Taipei, 20 Juli (CNA) Ahli biologi cetacea John Wang (王愈超) mengatakan pada hari Kamis bahwa populasi lumba-lumba putih Taiwan telah menurun menjadi sekitar 40-50 ekor, dan sekitar 60 persen di antaranya mengalami cedera.
Penurunan cepat spesies yang sangat terancam punah ini disebabkan oleh proyek-proyek pembangunan di sepanjang pantai barat Taiwan, kata Wang, yang mendedikasikan dirinya untuk penelitian lumba-lumba tersebut, satu-satunya cetacea endemik Taiwan.
Proyek-proyek tersebut meliputi pembangunan ladang angin lepas pantai, konstruksi gas alam, dan aktivitas perikanan, kata peneliti asal Kanada itu dalam konferensi pers yang diadakan di Taipei oleh Wild at Heart Legal Defense Association.
Penelitian menunjukkan bahwa 90 persen lumba-lumba putih Taiwan ditemukan di dekat Pelabuhan Taichung, namun rencana perluasan pelabuhan saat ini akan semakin merusak habitat mereka, ujarnya.
Lumba-lumba putih cenderung berenang lebih cepat saat melewati pelabuhan, yang menunjukkan bahwa mereka terganggu oleh pembangunan pelabuhan dan lalu lintas kapal yang padat, kata Wang.
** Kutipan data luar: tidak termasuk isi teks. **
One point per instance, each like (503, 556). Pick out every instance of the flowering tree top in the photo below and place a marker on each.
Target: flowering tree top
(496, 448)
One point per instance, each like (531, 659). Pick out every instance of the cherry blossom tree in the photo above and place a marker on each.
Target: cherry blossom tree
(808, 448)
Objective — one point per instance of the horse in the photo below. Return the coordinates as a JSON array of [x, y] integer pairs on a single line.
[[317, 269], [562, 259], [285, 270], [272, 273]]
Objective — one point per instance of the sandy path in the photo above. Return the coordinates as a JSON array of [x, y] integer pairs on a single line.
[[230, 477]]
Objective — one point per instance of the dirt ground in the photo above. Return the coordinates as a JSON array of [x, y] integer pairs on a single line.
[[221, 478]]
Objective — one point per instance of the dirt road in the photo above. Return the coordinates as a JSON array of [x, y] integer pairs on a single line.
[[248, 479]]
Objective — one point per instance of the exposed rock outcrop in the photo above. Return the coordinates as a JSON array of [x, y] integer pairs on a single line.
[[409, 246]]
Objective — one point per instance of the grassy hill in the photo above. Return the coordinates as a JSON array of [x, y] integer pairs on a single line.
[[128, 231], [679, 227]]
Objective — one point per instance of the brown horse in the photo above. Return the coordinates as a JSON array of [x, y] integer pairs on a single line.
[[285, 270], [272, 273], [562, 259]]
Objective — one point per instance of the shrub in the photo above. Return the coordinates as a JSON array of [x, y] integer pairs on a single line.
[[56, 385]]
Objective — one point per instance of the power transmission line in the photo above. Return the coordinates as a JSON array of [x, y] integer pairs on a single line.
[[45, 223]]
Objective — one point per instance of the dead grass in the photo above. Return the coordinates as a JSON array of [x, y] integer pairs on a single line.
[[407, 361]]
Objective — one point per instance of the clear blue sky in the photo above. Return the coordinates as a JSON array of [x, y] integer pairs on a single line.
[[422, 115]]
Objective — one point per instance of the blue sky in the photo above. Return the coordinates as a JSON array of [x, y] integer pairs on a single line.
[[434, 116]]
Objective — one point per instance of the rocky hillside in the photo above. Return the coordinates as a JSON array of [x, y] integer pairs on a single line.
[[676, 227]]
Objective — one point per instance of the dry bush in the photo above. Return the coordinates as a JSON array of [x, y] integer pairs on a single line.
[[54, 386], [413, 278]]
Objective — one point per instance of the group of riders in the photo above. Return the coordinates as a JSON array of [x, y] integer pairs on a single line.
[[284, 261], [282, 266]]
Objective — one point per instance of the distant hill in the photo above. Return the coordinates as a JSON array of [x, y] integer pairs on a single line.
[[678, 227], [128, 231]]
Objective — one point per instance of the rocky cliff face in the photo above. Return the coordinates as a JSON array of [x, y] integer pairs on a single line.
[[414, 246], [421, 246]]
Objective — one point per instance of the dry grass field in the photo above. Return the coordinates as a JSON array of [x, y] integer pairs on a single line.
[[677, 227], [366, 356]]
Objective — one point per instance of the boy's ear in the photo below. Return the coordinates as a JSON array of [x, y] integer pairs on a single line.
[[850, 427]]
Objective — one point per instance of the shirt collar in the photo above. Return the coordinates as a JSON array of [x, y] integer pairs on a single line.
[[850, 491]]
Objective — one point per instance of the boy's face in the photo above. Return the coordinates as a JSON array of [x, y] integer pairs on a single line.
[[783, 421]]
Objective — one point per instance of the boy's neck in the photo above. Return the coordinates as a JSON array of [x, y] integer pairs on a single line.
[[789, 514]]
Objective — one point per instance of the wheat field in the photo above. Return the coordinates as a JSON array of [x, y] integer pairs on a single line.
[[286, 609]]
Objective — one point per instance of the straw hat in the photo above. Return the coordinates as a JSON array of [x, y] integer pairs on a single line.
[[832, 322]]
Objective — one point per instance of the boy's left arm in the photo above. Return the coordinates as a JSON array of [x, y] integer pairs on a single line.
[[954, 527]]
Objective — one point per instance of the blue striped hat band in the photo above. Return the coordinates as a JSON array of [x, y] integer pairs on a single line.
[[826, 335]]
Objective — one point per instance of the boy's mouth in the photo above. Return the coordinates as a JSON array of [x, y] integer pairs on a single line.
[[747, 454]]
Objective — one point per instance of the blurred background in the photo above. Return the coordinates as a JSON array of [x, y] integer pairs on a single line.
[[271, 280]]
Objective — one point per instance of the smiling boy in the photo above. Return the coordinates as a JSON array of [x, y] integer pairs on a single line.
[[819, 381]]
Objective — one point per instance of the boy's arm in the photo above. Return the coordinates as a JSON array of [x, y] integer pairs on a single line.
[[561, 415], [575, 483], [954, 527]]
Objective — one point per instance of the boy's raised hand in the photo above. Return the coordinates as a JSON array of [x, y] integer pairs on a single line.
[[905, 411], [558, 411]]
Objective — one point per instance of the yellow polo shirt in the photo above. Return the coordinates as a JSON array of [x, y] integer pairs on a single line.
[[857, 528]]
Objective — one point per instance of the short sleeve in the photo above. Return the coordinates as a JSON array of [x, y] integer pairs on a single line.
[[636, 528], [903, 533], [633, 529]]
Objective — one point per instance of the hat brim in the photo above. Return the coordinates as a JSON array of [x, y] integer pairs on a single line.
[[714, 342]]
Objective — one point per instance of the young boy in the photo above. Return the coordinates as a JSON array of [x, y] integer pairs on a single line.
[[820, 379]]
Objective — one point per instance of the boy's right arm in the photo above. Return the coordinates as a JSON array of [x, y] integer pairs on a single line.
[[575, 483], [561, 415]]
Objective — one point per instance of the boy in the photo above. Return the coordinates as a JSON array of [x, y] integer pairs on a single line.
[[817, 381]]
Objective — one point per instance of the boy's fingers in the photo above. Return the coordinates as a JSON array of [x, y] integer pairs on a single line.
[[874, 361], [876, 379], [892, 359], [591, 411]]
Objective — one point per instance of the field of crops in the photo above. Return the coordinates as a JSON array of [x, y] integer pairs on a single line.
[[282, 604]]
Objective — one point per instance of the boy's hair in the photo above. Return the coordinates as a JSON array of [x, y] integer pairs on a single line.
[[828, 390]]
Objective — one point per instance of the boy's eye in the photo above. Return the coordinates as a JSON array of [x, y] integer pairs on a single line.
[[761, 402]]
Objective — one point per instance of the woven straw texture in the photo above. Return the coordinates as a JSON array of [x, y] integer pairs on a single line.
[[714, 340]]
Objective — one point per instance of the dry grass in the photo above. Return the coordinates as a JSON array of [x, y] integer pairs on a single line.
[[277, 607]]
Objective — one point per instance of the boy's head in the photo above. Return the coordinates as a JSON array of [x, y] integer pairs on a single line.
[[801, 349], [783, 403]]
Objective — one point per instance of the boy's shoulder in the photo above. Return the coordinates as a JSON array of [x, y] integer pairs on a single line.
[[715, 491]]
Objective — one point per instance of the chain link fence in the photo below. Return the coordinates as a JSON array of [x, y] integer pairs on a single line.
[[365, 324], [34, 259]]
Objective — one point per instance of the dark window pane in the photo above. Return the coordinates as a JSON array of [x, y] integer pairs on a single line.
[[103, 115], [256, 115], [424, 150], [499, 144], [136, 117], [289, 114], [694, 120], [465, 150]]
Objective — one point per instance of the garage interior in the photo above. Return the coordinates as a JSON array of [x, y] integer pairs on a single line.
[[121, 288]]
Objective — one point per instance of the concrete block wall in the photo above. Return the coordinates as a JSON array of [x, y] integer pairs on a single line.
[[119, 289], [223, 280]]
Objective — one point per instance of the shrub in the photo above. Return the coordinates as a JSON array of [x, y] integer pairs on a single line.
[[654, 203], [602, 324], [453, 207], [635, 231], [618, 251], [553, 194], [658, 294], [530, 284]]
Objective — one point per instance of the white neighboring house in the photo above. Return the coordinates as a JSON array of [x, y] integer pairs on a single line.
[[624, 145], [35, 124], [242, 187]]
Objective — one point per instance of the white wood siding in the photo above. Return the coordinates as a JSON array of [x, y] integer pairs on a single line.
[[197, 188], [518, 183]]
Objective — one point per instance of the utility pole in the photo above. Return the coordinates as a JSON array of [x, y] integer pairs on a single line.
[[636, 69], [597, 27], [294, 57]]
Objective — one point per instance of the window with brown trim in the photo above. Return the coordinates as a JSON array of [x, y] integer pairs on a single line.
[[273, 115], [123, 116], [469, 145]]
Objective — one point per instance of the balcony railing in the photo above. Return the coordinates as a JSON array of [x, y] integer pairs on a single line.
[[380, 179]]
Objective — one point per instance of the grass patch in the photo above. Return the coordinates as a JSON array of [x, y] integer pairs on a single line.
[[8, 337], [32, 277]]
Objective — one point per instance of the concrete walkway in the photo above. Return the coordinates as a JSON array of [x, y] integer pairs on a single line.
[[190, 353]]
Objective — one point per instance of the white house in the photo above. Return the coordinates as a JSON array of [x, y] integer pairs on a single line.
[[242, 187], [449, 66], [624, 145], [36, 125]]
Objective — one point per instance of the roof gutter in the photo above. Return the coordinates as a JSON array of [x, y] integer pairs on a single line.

Ia mengatakan bahwa selama penelitiannya, ia berulang kali menyaksikan praktik penangkapan ikan dengan jaring tarik ilegal di perairan dekat pantai, yang menimbulkan pertanyaan mengapa aktivitas tersebut masih terus berlangsung, mengingat pihak penegak hukum seharusnya juga mengetahuinya.
Proyek pembangunan pesisir, kebisingan lingkungan, dan konflik dengan kelompok perikanan lokal telah memberikan tekanan besar pada lumba-lumba, kata Wang.
Cedera yang dialami lumba-lumba akibat faktor-faktor tersebut tidak hanya menyebabkan rasa sakit tetapi juga secara signifikan memperpendek umur mereka, ujarnya.
Akibatnya, populasi lumba-lumba putih Taiwan telah menurun menjadi antara 40 dan 50 ekor, dan sekitar 60 persen di antaranya mengalami cedera, kata peneliti tersebut.
Karena cetacea cenderung bereproduksi secara lambat, tingkat reproduksi lumba-lumba putih lebih lambat daripada laju penurunan populasinya, katanya.
Selain itu, meskipun lumba-lumba putih dapat hidup hingga 40 tahun, reproduksi menjadi hampir mustahil jika hanya ada satu jantan, yang dapat menyebabkan kepunahan fungsional, kata Wang.
Ia mengatakan bahwa penangkaran bukanlah pilihan yang layak, karena masih sedikit yang diketahui tentang perilaku makan dan reproduksi spesies ini, dan penahanan tidak sesuai dengan sifat sosial mereka yang tinggi.
Ketika Wang pertama kali mulai meneliti lumba-lumba putih Taiwan pada tahun 2002, populasinya sekitar 99 ekor, namun telah menurun sebesar 3-4 persen per tahun, menurut siaran pers dari Wild at Heart Legal Defense Association.
Pendiri asosiasi tersebut, Robin Winkler, mengatakan dalam konferensi pers hari Kamis bahwa ia berharap lumba-lumba putih dapat hidup berdampingan dengan pengembangan tenaga angin lepas pantai dan perikanan berkelanjutan.
Pembangunan berkelanjutan yang sejati harus didasarkan pada "Tidak mengorbankan kehidupan lain," katanya.
Lumba-lumba putih Taiwan (Sousa chinensis taiwanensis) adalah subspesies dari Lumba-lumba Punggung Bungkuk Indo-Pasifik, yang terdaftar sebagai spesies yang sangat terancam punah oleh International Union for Conservation of Nature.
Wang digambarkan oleh Wild at Heart Legal Defense Association sebagai sarjana internasional pertama yang merekam lumba-lumba putih Taiwan menggunakan metode ilmiah.
Ia berkontribusi dalam identifikasi lumba-lumba tersebut sebagai subspesies dan dianugerahi Conservation Merit Prize dari Society for Marine Mammalogy internasional pada tahun 2021.